The drilling safety regulation was published in October 2010 as an interim final rule in response to the Macondo well blowout that had occurred six months earlier (see NGI, April 26, 2010). “We are completing revisions [to that rule]…that we determined would not reduce the level of safety one bit,” Watson said. SEMS 2 includes additional provisions involving stop-work authority, requirements for reporting unsafe working conditions on rigs, and requirements for workers to participate in the development and implementation of a company’s SEMS program.

While those items are extensions of existing rules, “we are also working on some new safety standards, including one related to the design, manufacture and repair of BOPs…This is a rule that I believe is much needed, and we will work deliberately toward getting a draft rule published,” Watson said. He noted that BSEE plans to host an all-day forum on May 22 in Washington, DC, to discuss BOPs and how to improve their reliability and safety. “We are inviting experts from around the country to participate in panel discussions.” Details about the time and location of the forum will be released shortly.

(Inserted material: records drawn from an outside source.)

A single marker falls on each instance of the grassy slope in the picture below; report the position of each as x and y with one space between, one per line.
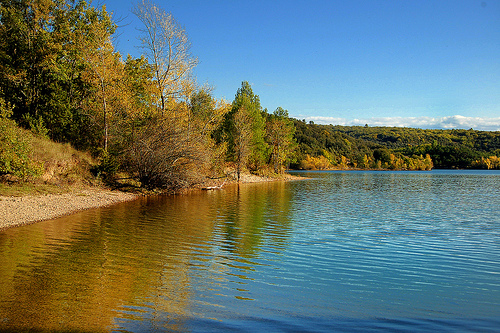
64 168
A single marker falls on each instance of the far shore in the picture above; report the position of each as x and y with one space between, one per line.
22 210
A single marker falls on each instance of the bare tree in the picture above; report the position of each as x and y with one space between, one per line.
168 49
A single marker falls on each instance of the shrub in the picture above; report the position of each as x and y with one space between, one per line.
15 148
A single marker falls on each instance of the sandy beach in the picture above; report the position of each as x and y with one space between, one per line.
15 211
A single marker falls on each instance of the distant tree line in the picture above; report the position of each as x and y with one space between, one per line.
398 148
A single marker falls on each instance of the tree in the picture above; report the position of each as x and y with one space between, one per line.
246 101
168 49
242 124
280 135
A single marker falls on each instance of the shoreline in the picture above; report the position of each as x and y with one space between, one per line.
18 211
23 210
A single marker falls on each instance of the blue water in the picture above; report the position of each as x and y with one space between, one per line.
340 251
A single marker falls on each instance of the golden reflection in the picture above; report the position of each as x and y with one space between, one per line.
90 271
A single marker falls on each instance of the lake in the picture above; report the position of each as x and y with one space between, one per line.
341 251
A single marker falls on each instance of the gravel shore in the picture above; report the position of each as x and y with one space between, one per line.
15 211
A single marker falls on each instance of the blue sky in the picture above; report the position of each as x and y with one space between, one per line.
415 63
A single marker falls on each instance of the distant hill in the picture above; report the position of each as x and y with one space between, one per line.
395 147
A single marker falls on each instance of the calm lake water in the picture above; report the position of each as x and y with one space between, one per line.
342 251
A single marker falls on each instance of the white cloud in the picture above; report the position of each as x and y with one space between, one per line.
451 122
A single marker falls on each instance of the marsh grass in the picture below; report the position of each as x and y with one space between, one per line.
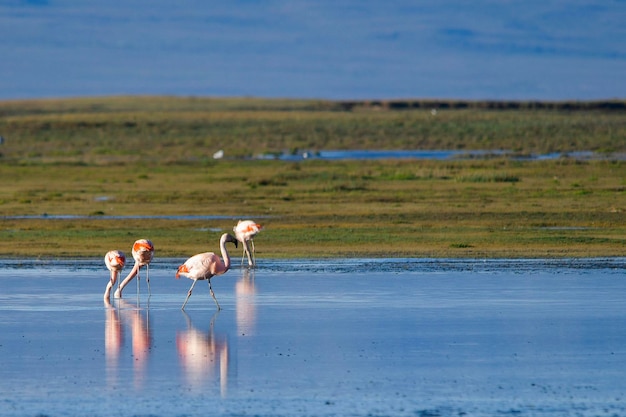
126 157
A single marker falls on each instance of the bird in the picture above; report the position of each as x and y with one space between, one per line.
115 261
245 231
143 251
205 266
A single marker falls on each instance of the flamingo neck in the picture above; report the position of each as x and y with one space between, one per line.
225 255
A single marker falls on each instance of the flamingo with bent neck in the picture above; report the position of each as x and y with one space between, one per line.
115 261
143 251
245 231
205 266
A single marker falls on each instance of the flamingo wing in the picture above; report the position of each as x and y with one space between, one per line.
200 266
143 250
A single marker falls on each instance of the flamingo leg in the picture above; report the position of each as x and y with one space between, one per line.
123 284
246 251
148 279
189 294
213 295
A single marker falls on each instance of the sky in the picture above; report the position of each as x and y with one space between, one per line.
328 49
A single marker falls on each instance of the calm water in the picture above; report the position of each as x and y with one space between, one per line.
343 337
554 50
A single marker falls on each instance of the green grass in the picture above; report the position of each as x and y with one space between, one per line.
152 157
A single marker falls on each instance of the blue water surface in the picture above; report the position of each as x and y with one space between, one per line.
359 337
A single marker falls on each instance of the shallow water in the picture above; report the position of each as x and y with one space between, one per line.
430 337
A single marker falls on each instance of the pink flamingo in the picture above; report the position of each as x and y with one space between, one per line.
205 266
245 231
143 251
115 261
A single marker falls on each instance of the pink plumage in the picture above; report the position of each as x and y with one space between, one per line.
245 231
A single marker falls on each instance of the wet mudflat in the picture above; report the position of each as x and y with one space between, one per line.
304 337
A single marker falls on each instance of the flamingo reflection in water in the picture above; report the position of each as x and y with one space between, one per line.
245 293
117 318
204 356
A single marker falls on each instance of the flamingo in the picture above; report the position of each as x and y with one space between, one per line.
114 260
205 266
245 231
143 251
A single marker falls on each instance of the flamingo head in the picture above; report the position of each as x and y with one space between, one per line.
230 238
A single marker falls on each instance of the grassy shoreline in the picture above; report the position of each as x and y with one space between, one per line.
136 156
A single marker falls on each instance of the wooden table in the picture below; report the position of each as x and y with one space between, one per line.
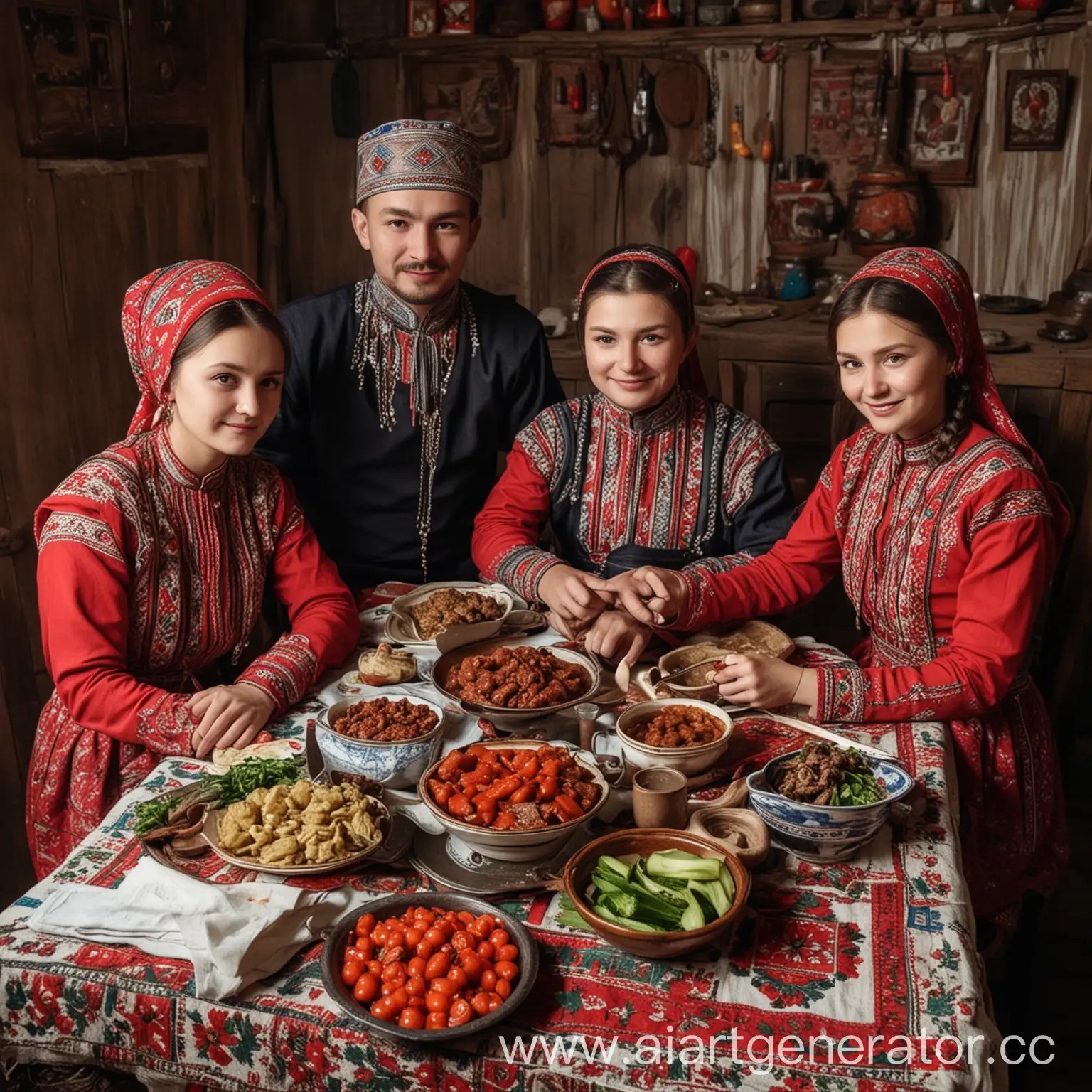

In addition, “we are…working on a draft rule to update oil and gas production safety systems regulations. These regulations have not had a major revision since 1988. Since that time, production has moved into deeper and deeper water, and regulations have simply not kept pace with technological advances. This rulemaking…will propose an expanded use of life-cycle analysis of critical equipment to increase equipment reliability,” he said.

Watson further said BSEE will soon be issuing a notice to lessees (NTL) clarifying the agency’s expectations for oil spill response plans. In the NTL, “we are calling on the industry to move beyond simply purchasing more of the same equipment that has been available for decades, and to develop innovative technologies that increase the effectiveness of oil spill response equipment and to come up with new capabilities altogether that will significantly improve recovery operations should the worst-case scenario happen.”

The BSEE director made it clear that the agency will exercise a “firm hand” in the offshore. “I want to be clear: that firm hand, the actual enforcement actions such as INCs [incidents of noncompliance] or civil penalties, will continue to be applied when appropriate.”

He said BSEE has hired 28 engineers and 46 inspectors over the past two years and is looking to bring on more than 200 additional people to conduct permit and spill response plan reviews, inspect offshore facilities and ensure environmental compliance.